Entrevista:

"En EE UU, los pintores somos parte del 'show-business'

Vino a España en 1991, para una antológica en el Reina Sofía, y ahora ha vuelto para inaugurar una pequeña y ambiciosa sala madrileña, la galería Javier López (calle de Manuel Fernández Longoria, 7). Peter Halley (Nueva York, 1953) dice haber venido " muy contento porque en Europa los artistas somos apreciados como si tuviéramos algo dentro de la cabeza; en EE UU sólo somos parte del show-business".Halley ha traído cinco de sus cuadros más recientes, más una serie de seis dibujos sobre papel, todos ellos variaciones alrededor de la abstracción geometrizante de estirpe (digamos) mondrianesco-malevicheana que le hizo famoso en los ochenta. Con algunas novedades: en colores (pasteles "industriales") sobre todo, pero también en texturas ("más estuco") y en volúmenes ("más grandes e intercomunicados").

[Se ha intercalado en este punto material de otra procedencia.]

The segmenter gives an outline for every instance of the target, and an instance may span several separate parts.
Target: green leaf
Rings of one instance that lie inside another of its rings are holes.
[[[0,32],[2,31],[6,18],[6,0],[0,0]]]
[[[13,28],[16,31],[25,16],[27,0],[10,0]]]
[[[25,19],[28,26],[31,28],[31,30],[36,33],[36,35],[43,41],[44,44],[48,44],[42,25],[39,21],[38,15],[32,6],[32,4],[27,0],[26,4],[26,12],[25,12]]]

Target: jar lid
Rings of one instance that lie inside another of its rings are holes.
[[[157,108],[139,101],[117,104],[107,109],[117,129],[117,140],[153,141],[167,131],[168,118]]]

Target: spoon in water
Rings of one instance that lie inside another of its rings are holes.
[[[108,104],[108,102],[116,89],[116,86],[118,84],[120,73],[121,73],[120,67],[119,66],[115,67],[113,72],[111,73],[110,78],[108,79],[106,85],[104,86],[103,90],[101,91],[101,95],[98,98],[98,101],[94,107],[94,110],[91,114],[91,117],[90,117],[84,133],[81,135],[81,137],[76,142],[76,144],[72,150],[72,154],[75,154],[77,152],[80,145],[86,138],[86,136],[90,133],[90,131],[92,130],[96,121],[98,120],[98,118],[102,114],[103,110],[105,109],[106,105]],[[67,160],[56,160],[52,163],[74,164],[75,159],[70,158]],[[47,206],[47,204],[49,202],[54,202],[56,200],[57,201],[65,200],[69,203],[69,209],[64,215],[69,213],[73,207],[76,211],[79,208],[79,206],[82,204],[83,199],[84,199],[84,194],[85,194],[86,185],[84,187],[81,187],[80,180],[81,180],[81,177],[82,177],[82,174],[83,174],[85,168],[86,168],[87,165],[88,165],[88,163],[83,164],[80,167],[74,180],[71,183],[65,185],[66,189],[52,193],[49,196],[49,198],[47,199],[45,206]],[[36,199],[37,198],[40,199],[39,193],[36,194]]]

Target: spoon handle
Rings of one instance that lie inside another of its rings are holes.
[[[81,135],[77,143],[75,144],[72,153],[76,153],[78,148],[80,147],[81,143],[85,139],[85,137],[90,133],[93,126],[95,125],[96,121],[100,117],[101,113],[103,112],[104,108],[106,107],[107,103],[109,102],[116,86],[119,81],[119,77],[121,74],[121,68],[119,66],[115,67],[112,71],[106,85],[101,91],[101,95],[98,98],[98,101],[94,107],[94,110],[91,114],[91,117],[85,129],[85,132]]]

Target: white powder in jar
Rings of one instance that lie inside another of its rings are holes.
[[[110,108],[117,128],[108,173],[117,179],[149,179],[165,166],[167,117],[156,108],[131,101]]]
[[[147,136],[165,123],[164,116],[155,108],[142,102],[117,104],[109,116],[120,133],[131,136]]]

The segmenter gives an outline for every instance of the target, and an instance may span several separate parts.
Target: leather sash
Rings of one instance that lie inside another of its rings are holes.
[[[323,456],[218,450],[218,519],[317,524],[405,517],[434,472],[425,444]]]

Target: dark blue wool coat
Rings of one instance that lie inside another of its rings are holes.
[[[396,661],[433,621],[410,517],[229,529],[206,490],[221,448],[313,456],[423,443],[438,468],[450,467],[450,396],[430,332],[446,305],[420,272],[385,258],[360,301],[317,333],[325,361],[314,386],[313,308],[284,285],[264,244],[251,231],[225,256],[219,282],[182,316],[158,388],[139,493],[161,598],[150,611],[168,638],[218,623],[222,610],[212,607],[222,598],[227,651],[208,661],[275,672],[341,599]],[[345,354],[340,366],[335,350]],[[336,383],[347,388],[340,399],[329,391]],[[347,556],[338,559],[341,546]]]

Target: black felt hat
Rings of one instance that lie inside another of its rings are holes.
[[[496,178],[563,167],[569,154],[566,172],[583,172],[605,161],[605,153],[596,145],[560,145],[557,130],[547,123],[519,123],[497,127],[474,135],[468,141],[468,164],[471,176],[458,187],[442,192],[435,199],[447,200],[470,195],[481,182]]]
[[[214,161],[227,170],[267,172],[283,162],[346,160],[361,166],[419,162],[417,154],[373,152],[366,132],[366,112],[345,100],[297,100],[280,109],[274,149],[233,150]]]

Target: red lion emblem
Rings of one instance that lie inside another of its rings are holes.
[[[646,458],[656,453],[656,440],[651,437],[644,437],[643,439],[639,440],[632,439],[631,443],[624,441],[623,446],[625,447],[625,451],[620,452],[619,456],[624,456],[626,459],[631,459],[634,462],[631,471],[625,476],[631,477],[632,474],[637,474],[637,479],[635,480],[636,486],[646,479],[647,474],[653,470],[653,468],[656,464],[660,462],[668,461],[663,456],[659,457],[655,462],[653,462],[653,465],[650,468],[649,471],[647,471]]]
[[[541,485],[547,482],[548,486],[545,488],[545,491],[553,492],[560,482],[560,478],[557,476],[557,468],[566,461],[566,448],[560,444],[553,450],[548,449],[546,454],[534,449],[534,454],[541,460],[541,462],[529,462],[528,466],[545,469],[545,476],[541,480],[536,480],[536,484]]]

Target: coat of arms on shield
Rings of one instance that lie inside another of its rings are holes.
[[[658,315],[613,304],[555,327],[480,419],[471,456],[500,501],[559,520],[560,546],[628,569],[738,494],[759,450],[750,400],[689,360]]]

Creador muy reputado, Halley expone en los mejores museos del mundo, vende a precios astronómicos (entre 300.000 pesetas los dibujos y 5,5 millones el cuadro más grande), y complementa su actividad plástico-comercial con ensayos y conferencias (además de editar una revista de arte, Index).

Pregunta. ¿Es posible representar algo desde la abstracción y la geometría?

Respuesta. Sólo parcialmente. Dedico mucho tiempo a pensar cómo está constituida la sociedad, pero también mi trabajo puede ser visto como un trabajo autobiográfico. No creo que mi pintura sea sólo crítica, yo me siento más bien como un realista que intenta descubrir el diagrama, la imagen del espacio subterráneo de la sociedad. Lo que pasa es que en los noventa la pintura se ha hecho más alegre, más vívida. Los ochenta fueron más ascéticos. Ahora lo más perturbador, aparte del espacio social, es la marea cultural de los tiempos. En términos de espíritu, ahora somos muy aburridos y cuidadosos. No hay apenas disidencia.

P. ¿Se puede predecir hacia dónde irá el futuro?

R. Es dificil, pero se ven cosas, cada vez hay más arte político y trabajos sobre la identidad. Por otro lado, los- noventa han supuesto un renacimiento del individuo específico, que se basa en la herencia recibida, y hay un rápido aumento de la cultura contemporánea en el mundo en desarrollo, Asia, Suramérica... Quizá el nuevo paradigma venga por ahí.

P. ¿Qué fue primero en usted, la pintura abstracta o el pensamiento sobre ella?

R. Casi todos los artistas tienen un vocabulario inconsciente de formas que no pueden cambiar. La geometría forma parte de mi inconsciente y mi sensibilidad, y mi maduración como artista tiene que ver con el intento de entender qué es la geometría y cómo puede representar simbólicamente a la naturaleza.

P. Creo que le gusta mucho España y que le interesa mucho Ortega. ¿Lo encuentra geométrico?

R. Lo encuentro un precursor del constructivismo, y además creo que su libro La deshumanización del arte es una reescritura, una escritura de la historia del modernismo, en contraste con Grindberg y todo el formalismo del arte americano. Ortega sostuvo que el arte del siglo XX está basado en la idea de la duda, y en la del juego, en la revolución de las emociones respecto a las del siglo XIX. Eso me dio la clave para desenmascarar el formalismo abstracto.